Cameron riuscì in un’impresa disperata e difficilissima: capire se c’era ancora spazio nell’interesse degli adolescenti del 1998, per il racconto cinematografico. Per capirlo aveva bisogno di una grande storia. La grande storia diventa davvero grande se viene inserita all’interno di un grande disastro. “Via col vento” (1939) di Victor Fleming sta lì a dimostrarlo: la Guerra Civile, il più grande disastro toccato in sorte agli americani, produsse il più grande racconto hollywoodiano, nonché il più colossale incasso della storia di tutti tempi. All’epoca di “Via col vento” non c’erano gli adolescenti. O meglio, c’erano, ma non erano considerati una categoria significativa né antropologica, né commerciale.

Cameron per tastare il polso della generazione di “digitali” (i nati sotto il segno della tecnologia intesa come gioco e conoscenza, diversi rispetto agli “analogici”, che la tecnologia l’hanno dovuta appendere con fatica, non sempre ripagati da risultati concreti) scelse due attori giovani, non due grandi divi, come sarebbe stato logico aspettarsi. Alla fine, per farla breve, dopo peripezie immani, riuscì a portare al cinema loro, i “digitali”, a frotte. Ma il miracolo fu totale, poiché anche gli “analogici” accorsero a vedere il film più celebre della seconda metà del XX secolo, così come “Via col vento” lo era stato della prima metà.

A tre lustri di distanza dalla prima proiezioni di “Titanic”, il film non solo non è invecchiato, ma ha conservato intatto il proprio fascino. La storia d’amore di due ragazzi si intreccia con la storia di una grande catastrofe e con la Storia della fine dell’età del progresso dominata dagli europei. A colare a picco con il Titanic non fu solo una nave mastodontica, un gioiello della tecnologia industriale della navigazione, ma un impero basato sul dominio dei mari (quello inglese) e una civiltà (quella europea). In un tempo in cui veniva dichiarata la fine delle “grandi narrazioni”, il film di Cameron dimostrava che gli uomini invece avevano disperato bisogno delle “grandi narrazioni”. Non è detto (anzi sembra provato il contrario) che la tridimensionalità al cinema garantisca maggiore coinvolgimento dello spettatore, grazie all’accresciuta spettacolarità delle immagini. L’obbligo degli occhialini rende il quadro più piccolo, e il colore delle immagini assume una definizione sfocata e meno bella rispetto all’originale.

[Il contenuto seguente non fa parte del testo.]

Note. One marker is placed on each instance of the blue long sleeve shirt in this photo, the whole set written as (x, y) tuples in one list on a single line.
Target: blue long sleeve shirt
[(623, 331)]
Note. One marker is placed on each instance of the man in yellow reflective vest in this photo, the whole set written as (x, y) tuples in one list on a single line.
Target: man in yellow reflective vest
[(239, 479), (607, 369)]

“Titanic” è l’apoteosi del romanticismo mescolata ad un mostro d’acciaio, battuto, squarciato e poi affondato, da un altro mostro più forte, di ghiaccio, non prodotto dall’uomo, ma dalla natura. L’uomo dominatore dell’acciaio scoprì, nell’impatto, quanto era piccolo, fragile e debole. Ma scoprì anche, nella tragedia, quanto era forte. E la sua forza non risiedeva nella mente, ma nel cuore. Il cuore porta il protagonista a morire, sfinito, per la donna amata. E il cuore di lui (Leonardo Di Caprio), inabissatosi per sempre nella profondità delle acque, rivive per un tempo ancora lungo nel cuore di lei (Kate Winslet). Poi, affinché non si perda per sempre nel nulla dei ricordi, c’è bisogno di un “grande racconto”, che nell’Ottocento finiva fra le pagine dei romanzi, e nel Novecento fra le immagini dei film di finzione. E ancora vive, come se quindici anni fossero volati rapidissimi, alla pari di un fascio di luce splendente e stordente.